The choice of architecture

The choice of architecture

Q4.

You often speak about “choice architecture” - designing environments that make better decisions more likely. What might that look like in the context of investing?

The idea of choice architecture stems from Kurt Lewin’s insight that behaviour depends both on the person and their environment. Later, Richard Thaler and Cass Sunstein showed that people never make decisions in a vacuum: the way options are presented always shapes outcomes. In other words, every decision environment has an architecture, whether designed intentionally or not. In finance, good choice architecture helps investors make clearer, more consistent decisions. Examples include:

  • Temporal structure: Separating long-term allocation reviews from short-term liquidity decisions.
  • Information framing: Showing performance against long-term goals, not daily market noise.
  • Decision protocols: Agreeing in advance which signals merit action and which are distractions.
  • Comparison frameworks: Benchmarking against relevant peers or personal targets, not broad indices.
  • Scenario planning: Testing “what-if” outcomes in calm times to prepare for volatile ones. The aim is not to limit autonomy, but to design contexts where long-term values and short-term choices align more naturally. These principles extend to family governance and group decision-making contexts, domains we explored in our Harvard Business Review article on strategies for better group decisions.

Q5.

How can behavioural insights help investors manage information overload and avoid reacting to noise?

Investors today face more information than ever, and much of it is distracting rather than useful. Research, including Kahneman, Sunstein and Sibony’s work on noise, shows that too much information increases variability in judgement and can reduce decision quality. Part of the challenge is our natural desire to create explanations. When markets move, we look for stories to make sense of it, even when those stories have little predictive value.

Philip Tetlock’s research on forecasting demonstrates that even experts struggle to predict outcomes reliably, despite confident narratives. Behavioural insights suggest several practical approaches.

First, distinguish signals from background commentary: a signal is only something that changes your underlying investment thesis or personal circumstances.

Second, reduce the frequency of portfolio monitoring; less exposure to short-term volatility helps maintain long-term discipline.

Third, use predefined decision rules so that action is triggered by clear criteria rather than emotion.

Finally, involve a trusted advisor or counterpart who can challenge assumptions and add constructive friction to the decision process. In short, the goal is not to eliminate information, but to structure how and when we engage with it so that long-term objectives remain the focus.

Q6.

How does a clear decision framework help investors maintain discipline under emotional or noisy market conditions?

The connection between frameworks and discipline is often misunderstood. Discipline is not mainly about willpower.
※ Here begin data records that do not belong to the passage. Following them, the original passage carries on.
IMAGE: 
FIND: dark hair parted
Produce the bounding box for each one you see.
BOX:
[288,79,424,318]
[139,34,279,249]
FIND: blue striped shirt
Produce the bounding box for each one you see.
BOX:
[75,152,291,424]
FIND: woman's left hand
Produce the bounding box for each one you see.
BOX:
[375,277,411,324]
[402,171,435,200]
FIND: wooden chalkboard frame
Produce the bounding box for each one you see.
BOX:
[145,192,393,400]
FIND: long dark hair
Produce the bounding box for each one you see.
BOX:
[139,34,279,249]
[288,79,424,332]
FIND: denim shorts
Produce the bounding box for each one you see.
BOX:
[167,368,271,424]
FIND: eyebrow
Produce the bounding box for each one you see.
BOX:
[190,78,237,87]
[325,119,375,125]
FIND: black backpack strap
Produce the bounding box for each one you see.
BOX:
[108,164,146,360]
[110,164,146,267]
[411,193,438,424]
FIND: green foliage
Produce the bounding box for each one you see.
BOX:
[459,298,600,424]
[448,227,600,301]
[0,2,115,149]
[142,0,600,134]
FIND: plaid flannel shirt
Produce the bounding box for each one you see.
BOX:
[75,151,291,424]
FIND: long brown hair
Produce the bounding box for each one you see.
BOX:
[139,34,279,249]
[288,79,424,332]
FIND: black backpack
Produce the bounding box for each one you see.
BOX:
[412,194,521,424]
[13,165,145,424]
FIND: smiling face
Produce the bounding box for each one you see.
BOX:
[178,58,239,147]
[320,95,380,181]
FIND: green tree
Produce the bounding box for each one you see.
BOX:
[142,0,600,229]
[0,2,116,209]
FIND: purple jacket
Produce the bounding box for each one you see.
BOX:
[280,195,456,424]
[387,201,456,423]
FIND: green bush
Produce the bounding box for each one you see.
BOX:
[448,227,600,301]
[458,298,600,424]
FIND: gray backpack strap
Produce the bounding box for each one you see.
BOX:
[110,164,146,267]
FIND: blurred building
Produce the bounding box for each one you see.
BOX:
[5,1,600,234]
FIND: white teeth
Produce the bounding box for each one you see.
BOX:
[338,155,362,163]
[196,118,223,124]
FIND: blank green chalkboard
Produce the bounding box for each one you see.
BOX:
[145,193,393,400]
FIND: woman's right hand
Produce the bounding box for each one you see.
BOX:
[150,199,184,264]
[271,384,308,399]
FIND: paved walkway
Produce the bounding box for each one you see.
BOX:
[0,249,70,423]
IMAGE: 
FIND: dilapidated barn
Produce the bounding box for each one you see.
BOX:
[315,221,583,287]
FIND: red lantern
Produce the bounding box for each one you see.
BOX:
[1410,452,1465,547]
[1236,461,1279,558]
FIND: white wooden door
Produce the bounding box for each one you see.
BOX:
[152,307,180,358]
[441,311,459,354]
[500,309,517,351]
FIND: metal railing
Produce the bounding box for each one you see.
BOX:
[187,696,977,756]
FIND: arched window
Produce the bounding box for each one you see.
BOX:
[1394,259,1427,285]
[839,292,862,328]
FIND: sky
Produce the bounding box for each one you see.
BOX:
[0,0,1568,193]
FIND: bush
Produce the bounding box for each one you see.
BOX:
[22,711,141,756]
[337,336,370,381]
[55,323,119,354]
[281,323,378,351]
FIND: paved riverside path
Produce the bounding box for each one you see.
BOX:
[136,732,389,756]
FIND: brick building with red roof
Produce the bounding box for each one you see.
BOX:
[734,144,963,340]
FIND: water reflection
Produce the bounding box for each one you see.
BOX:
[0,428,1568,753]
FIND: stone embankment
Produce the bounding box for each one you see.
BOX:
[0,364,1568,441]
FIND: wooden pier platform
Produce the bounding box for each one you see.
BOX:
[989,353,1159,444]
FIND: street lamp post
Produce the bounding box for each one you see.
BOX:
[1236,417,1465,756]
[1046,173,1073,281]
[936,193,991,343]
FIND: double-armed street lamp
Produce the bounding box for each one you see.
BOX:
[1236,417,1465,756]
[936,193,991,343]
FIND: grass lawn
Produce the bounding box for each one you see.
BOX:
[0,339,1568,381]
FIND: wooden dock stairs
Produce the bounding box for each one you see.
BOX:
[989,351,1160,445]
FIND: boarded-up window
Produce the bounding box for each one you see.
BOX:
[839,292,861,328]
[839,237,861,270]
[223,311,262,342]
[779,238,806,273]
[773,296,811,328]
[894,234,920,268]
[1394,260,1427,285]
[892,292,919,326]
Research on self-control shows that people who appear disciplined usually face fewer tempting decisions in the first place because they have structured their environments to support good choices. This is directly relevant for investing. A framework does not predict markets; it shapes how decisions are made. Its value lies in providing clarity and consistency amidst complexity. To be effective, it must be practical: specific enough to guide actions, yet flexible enough to adapt across conditions. For example, an investor might commit to rebalancing only when allocations move beyond a defined range, or to reviewing strategy on a set schedule rather than reacting to market movements. In this way, discipline becomes less about resisting impulses and more about designing decision processes that make long-term alignment the easier default.